La société requérante soutient que :
— l’offre de la société attributaire est anormalement basse et le pouvoir adjudicateur n’a pas déclenché de procédure de vérification ;
— l’écart de prix de près de 46% constitue un indice d’une offre anormalement basse ;
— la santé financière de l’attributaire ne lui permet pas de déposer une offre aussi basse ;
— le syndicat ne pouvait pas lui refuser de l’informer sur les caractéristiques et avantages de l’offre retenue ;
— le pouvoir adjudicateur a dénaturé son offre technique.
Par un mémoire en défense, enregistré le 21 février 2025, le syndicat mixte Sambre mobilités, représenté par Me Landot et par Me Karamitrou conclut au rejet de la requête et à la mise à la charge de la société requérante de la somme de 4 000 euros au titre de l’article L. 761-1 du code de justice administrative.
Elle fait valoir que :
— la requérante ne démontre pas que l’offre de l’attributaire est manifestement sous-évaluée ;
— le seul écart de prix ne justifiait pas une procédure de vérification de l’offre ;
— l’offre de prix de l’attributaire n’apparait pas comme sous-évaluée ;
— la société attributaire a une expérience significative du secteur et fabrique elle-même son propre matériel ;
— les difficultés financières de la société attributaire ne sont pas établies ;
— subsidiairement, la société requérante n’est pas susceptible d’avoir été lésée.
Par un mémoire en défense enregistrée le 21 février 2025, la société Wenius, représentée par Me Palmier conclut au rejet de la requête et à la mise à la charge de la société requérante de la somme de 3 500 euros au titre de l’article L. 761-1 du code de justice administrative.
Elle fait valoir que :
— la société requérante ne peut se fonder sur le seul écart de prix pour démontrer que l’offre de l’attributaire était anormalement basse ;
— la capacité financière des soumissionnaires fait partie des éléments appréciés au stade de la candidature et sa situation financière n’est pas fragile ;
— la société requérante n’apporte aucun élément pour démontrer que le prix de la société attributaire est anormalement bas.
Vu :
— les autres pièces du dossier.
Vu :
— le code de la commande publique ;
— le code de justice administrative.
Le président du tribunal a désigné M. Perrin, premier conseiller, en application de l’article L. 511-2 du code de justice administrative, pour statuer en matière de référés.

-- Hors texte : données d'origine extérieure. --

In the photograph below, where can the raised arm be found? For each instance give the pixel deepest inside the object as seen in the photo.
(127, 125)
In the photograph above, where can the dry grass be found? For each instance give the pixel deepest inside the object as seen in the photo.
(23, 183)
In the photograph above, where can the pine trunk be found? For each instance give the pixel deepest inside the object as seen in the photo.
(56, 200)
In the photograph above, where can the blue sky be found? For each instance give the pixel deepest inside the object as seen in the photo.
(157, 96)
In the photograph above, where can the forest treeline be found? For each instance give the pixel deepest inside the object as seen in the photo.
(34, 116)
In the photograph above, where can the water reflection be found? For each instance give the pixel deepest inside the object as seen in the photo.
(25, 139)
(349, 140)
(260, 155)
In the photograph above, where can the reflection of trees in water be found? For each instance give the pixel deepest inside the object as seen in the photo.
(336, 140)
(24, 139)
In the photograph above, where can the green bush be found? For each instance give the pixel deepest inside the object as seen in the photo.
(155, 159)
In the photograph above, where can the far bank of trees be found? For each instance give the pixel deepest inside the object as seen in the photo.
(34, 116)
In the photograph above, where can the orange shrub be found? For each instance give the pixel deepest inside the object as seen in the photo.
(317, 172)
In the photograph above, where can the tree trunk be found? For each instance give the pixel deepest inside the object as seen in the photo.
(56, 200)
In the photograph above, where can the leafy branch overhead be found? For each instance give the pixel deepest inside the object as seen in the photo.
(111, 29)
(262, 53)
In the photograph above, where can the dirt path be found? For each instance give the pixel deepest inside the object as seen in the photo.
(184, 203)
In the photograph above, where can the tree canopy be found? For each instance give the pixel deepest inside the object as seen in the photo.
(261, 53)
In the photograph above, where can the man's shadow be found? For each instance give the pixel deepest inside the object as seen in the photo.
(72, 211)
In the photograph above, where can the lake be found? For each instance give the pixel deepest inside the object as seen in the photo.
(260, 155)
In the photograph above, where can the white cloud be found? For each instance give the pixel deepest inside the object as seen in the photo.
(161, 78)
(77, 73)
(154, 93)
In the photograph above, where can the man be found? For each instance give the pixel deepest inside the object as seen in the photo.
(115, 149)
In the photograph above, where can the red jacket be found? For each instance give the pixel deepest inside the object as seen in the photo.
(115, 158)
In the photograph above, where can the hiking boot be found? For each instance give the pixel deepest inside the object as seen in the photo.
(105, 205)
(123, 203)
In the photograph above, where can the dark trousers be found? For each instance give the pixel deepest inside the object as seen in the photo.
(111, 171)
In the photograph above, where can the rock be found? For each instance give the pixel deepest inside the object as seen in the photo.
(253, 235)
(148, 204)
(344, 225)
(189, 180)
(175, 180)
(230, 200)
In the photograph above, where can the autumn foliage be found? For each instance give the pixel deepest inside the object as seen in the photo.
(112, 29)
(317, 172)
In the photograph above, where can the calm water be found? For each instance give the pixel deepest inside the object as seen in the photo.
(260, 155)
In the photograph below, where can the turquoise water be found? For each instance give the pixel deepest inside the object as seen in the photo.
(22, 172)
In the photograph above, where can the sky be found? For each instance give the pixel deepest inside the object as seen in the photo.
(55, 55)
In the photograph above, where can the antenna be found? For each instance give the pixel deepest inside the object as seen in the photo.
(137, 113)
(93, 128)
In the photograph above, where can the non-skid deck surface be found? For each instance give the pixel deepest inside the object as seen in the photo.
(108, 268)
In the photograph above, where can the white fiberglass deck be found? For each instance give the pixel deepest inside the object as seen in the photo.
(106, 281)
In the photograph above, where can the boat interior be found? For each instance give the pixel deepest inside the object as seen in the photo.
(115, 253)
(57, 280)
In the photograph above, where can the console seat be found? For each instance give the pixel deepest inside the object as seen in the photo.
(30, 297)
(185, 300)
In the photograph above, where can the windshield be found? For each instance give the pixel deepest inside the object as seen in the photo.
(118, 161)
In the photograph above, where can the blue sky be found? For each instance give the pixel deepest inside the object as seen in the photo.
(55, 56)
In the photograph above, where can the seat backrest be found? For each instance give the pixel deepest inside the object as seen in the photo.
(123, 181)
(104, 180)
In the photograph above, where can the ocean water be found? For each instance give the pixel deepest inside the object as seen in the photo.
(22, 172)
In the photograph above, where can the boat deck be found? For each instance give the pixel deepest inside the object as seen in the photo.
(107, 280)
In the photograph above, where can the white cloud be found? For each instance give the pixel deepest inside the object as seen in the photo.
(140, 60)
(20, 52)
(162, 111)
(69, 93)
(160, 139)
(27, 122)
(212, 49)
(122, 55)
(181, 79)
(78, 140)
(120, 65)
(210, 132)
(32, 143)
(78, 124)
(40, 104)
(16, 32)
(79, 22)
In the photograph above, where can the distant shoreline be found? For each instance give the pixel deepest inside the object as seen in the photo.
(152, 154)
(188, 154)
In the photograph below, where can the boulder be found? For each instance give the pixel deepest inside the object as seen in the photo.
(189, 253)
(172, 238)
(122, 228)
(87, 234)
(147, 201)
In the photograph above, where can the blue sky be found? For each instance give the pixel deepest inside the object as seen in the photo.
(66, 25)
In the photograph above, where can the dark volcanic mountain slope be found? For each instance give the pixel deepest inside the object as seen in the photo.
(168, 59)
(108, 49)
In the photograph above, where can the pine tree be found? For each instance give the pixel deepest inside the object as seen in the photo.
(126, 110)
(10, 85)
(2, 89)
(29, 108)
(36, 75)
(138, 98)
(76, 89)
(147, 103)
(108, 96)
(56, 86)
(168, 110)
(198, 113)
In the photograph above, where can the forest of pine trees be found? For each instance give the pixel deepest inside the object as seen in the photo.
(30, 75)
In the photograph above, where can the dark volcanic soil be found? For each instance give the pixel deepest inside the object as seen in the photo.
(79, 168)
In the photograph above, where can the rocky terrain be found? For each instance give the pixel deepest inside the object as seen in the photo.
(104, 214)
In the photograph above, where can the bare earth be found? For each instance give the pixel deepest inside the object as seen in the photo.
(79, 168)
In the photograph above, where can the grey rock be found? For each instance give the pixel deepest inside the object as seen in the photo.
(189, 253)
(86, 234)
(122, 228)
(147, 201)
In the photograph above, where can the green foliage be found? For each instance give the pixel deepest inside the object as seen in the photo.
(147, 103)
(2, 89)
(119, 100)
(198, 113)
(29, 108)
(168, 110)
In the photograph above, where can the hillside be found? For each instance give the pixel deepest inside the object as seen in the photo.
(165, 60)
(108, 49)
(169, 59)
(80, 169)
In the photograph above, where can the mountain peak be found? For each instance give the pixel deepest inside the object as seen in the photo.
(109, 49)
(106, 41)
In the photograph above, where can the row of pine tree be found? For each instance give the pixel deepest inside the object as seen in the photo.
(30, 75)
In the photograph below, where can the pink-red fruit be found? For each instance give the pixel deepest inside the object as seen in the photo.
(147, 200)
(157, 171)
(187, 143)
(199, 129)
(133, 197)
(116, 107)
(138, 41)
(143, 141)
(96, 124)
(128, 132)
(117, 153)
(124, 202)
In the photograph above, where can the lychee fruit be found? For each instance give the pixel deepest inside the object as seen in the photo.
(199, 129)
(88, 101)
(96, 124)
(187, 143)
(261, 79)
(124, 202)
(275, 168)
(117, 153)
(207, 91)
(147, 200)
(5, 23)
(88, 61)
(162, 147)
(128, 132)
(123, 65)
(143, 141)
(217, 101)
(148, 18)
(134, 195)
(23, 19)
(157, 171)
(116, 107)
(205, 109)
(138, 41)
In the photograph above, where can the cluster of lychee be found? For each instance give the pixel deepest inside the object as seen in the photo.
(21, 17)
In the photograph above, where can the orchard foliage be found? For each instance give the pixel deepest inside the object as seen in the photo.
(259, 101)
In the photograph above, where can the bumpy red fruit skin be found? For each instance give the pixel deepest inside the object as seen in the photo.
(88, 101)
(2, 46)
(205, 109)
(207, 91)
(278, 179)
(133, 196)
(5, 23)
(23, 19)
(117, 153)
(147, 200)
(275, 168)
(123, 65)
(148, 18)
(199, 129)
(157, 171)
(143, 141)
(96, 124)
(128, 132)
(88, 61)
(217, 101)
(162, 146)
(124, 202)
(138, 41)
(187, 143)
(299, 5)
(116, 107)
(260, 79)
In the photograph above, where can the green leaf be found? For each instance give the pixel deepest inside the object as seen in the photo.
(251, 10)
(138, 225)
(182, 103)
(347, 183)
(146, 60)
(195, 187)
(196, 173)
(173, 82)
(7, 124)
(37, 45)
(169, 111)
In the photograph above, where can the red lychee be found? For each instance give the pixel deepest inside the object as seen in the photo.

Les parties ont été régulièrement averties du jour de l’audience.
Au cours de l’audience publique tenue le 24 février 2025 à 11h30, en présence de M. Potet, greffier, M. Perrin a lu son rapport et entendu :
— Me Marthelet représentant la société Ardèche Concep Réalisations électroniques ;
— Me Ifcic, substituant Me Landot et Me Karamitrou, représentant le syndicat mixte Sambre mobilités ;
— Me Monaji, substituant Me Palmier représentant la société Wenius.
La clôture de l’instruction a été différée au 25 février à 16 heures.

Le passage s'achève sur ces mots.